Shaking with cold, Wace finished tucking the last box into place and crawled back toward the entry hatch. It was a miserable little emergency door, but the glazed promenade deck, on which his passengers had strolled while the cruiser’s gravbeams bore her through the sky, was awash, its ornate bronze portal submerged.

Water had filled the smashed engine compartment when they ditched. Since then it had been seeping around twisted bulkheads and strained hull plates, until the whole thing was about ready for a last long dive to the sea bottom.

Wind passed icy fingers through his drenched hair and tried to hold open the hatch when he wanted to close it after him. He had a struggle against the gale… Gale? Hell, no! It had only the velocity of a stiffish breeze — but with six times the atmospheric pressure of Earth behind it, that breeze struck like a Terrestrial storm. Damn PLC 2987165II! Damn the PL itself, and damn Nicholas van Rijn, and most particularly damn Eric Wace for being fool enough to work for the Company!

Briefly, while he fought the hatch, Wace looked out over the coaming as if to find rescue. He glimpsed only a reddish sun, and great cloud-banks dirty with storm in the north, and a few specks which were probably natives.

Satan fry those natives on a slow griddle, that they did not come to help! Or at least go decently away while the humans drowned, instead of hanging up there in the sky to gloat!

“Is all in order?”

Wace closed the hatch, dogged it fast, and came down the ladder. At its foot, he had to brace himself against the heavy rolling. He could still hear waves beat on the hull, and the wind-yowl.

“Yes, my lady,” he said. “As much as it’ll ever be.”

“Which isn’t much, not?” Lady Sandra Tamarin played her flashlight over him. Behind it, she was only another shadow in the darkness of the dead vessel. “But you look a saturated rat, my friend. Come, we have at least fresh clothes for you.”
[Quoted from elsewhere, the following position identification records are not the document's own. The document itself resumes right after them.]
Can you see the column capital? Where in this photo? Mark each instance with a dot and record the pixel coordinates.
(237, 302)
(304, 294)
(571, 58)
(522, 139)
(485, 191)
Wace nodded and shrugged out of his wet jacket and kicked off the squelching boots. He would have frozen up there without them — it couldn’t be over five degrees C — but they seemed to have blotted up half the ocean. His teeth clapped in his head as he followed her down the corridor.

He was a tall young man of North American stock, ruddy-haired, blue-eyed, with bluntly squared-off features above a well-muscled body. He had begun as a warehouse apprentice at the age of twelve, back on Earth, and now he was the Solar Spice Liquors Company’s factor for the entire planet known as Diomedes. It wasn’t exactly a meteoric rise — Van Rijn’s policy was to promote according to results, which meant that a quick mind, a quick gun, and an eye firmly held to the main chance were favored. But it had been a good solid career, with a future of posts on less isolated and unpleasant worlds, ultimately an executive position back Home and — and what was the use, if alien waters were to eat him in a few hours more?

At the end of the hall, where the navigation turret poked up, there was again the angry copper sunlight, low in the wan smoky-clouded sky, south of west as day declined. Lady Sandra snapped off her torch and pointed to a coverall laid out on the desk. Beside it were the outer garments, quilted, hooded, and gloved, he would need before venturing out again into the pre-equinoctial springtime. “Put on everything,” she said. “Once the boat starts going down, we will have to leave in a most horrible hurry.”